I won’t be working full time on the buggies any more. Those six months were like going to a foreign land, only I got to come home and crash every evening. I made friends with some fine mules and fascinating drivers, artists, mimes and street performers, bums, street characters and guests. I learned to give punchy sound-bite type tours in 30-40 minutes instead of 2 hours. The quick buggy tours of 1/2 or 1 hour let my guests see much more than they could in my two-hour walking tour. It’s enough time to give some great details about the Quarter and St. Louis cemetery, New Orleans history -- past, present, and future, our culture, architecture and cuisine. It’s especially good for people who are in a hurry, the physically impaired, or folks with little ones that would be bored on the long walking tour but are thrilled to ride the cart, especially from the shotgun seat.

My old life was good too. I am fortunate that I could put it all aside to do this great adventure. I met my goal: I know I can turn my life around on a dime. I proved that at 75 I still have plenty of starch left in me, and according to my guests, I gave a great tour. I now know I could be a good tour guide just about any interesting place in the world.

Recently, I have been taking some of my out-of-town guests on buggy rides with another driver. Every chance I get, I walk the hack stand before 10am, when most of the buggies are all lined up waiting. I love all the mules and drivers, I always will. It was a great experience... proving to myself, after 14 years, that I could enjoy working full time again and make a pretty good living doing it... if necessary. But this is mostly an avocation, I don't really need more money.

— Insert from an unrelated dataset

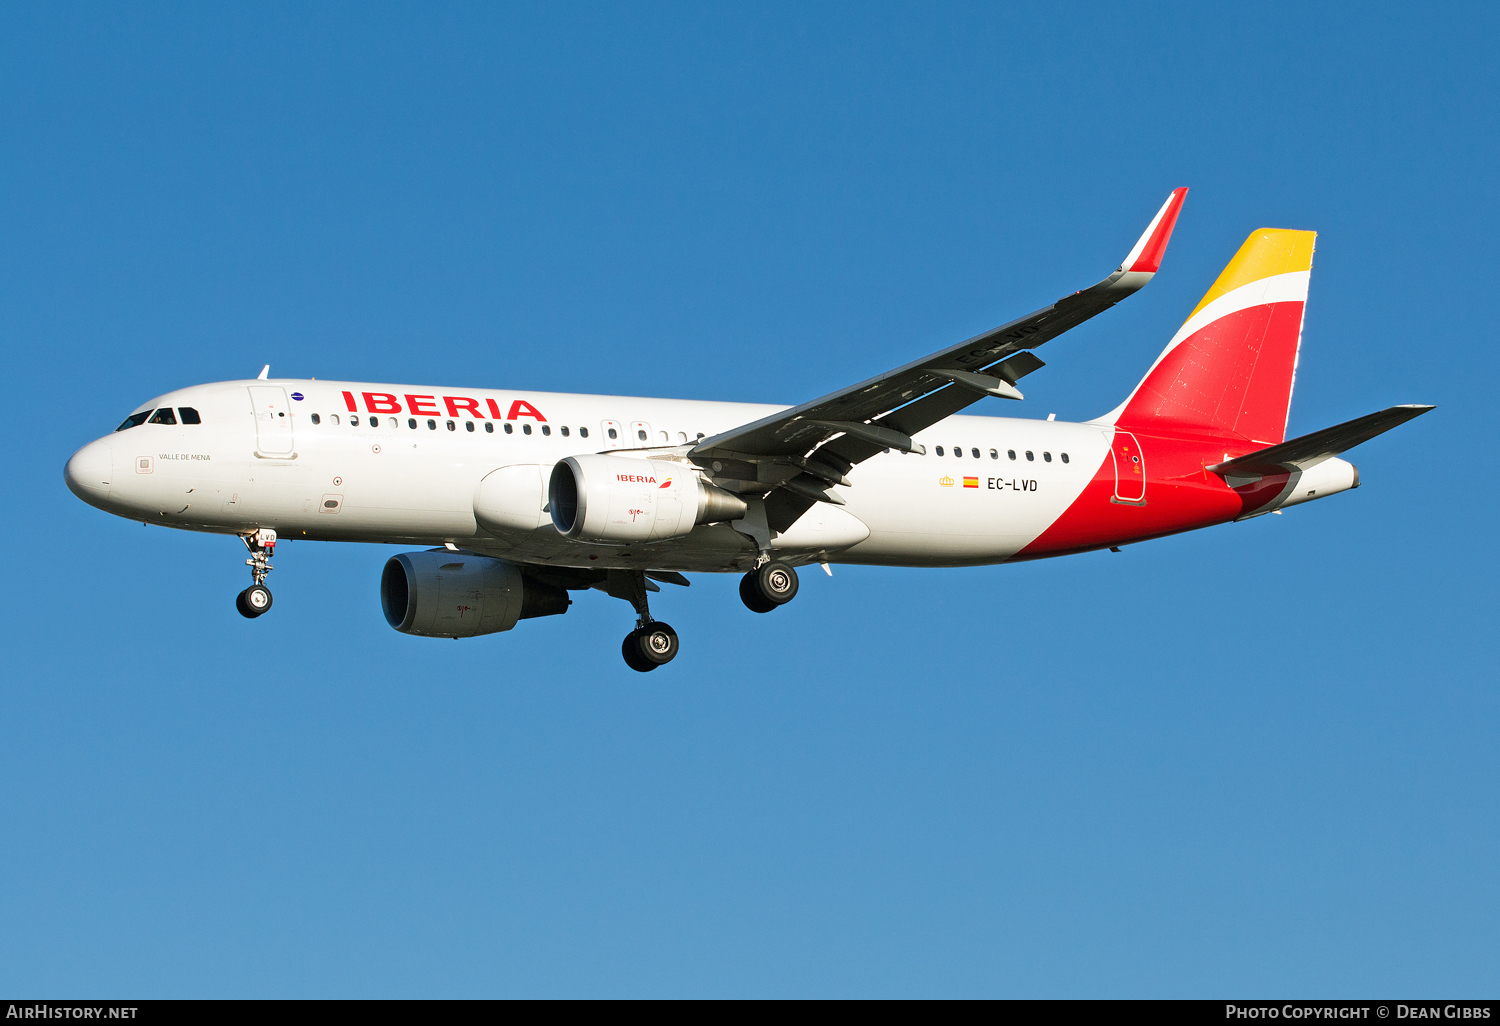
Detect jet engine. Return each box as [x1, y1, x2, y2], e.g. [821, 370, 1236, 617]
[380, 550, 569, 638]
[548, 454, 747, 544]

My interest in mules and donkeys has led me into some in-depth study of these wonderful critters on Wikipedia. I may post some details of my research here in later postings. Some part of me will always be a buggy driver!

Being a good mule is being willing to take take others' burdens. At some level, we have all been mules and often found the burdens satisfying.

Monday, March 23, 2009

On a sabbatical from driving Bonnie

I'm on sabbatical from full-time buggy driving. I'm thinking about ways to do this part time, because I love most all of the work, the mules, the carriages, the stable folk, the other drivers, and the guests we serve.

Thursday, January 29, 2009

Fine mule, fine carriage, fine setting, great guests!

Ladies from Houston enjoy a tour

On a slow Monday morning, these ladies first enjoyed meeting Bonnie, rubbing her nose, and feeding her carrot slices. After beignets at the Cafe du Monde, they returned for a fun tour around 20 blocks of the old French Quarter. At the end, I offered to take a picture. Turned out they didn't have a camers with them... so I used mine, and sent a copy by email. I got this gracious reply:

Thanks for the ride and the picture. We thoroughly enjoyed the carriage tour and the picture was a great bonus. Thanks again.

ML (Houston)

Monday, January 5, 2009

Vacation days...

I'm taking two weeks off, from Monday Jan 5 through Sunday Jan 18. Sort of like going out to pasture, like the mules.

One of my goals is to walk my usual routes, and get details of sites I mention, but have not seen up close. The Steamboat Natchez, Emeril's NOLA Restaurant, the Supreme Court building, the Insectarium, Pat O'Brians, Johnny White's bar, the bar at Pete Fountain's old place, and McDonogh 15, for starters. Will take pictures.

I need to buy some clothes and gear. I'd like to put on 10 or 20 pounds, so I'll eat real good.

I dress much better, now that I have turned over the messy bathing, grooming, and harnessing chores to the fine mule skinner Randolph.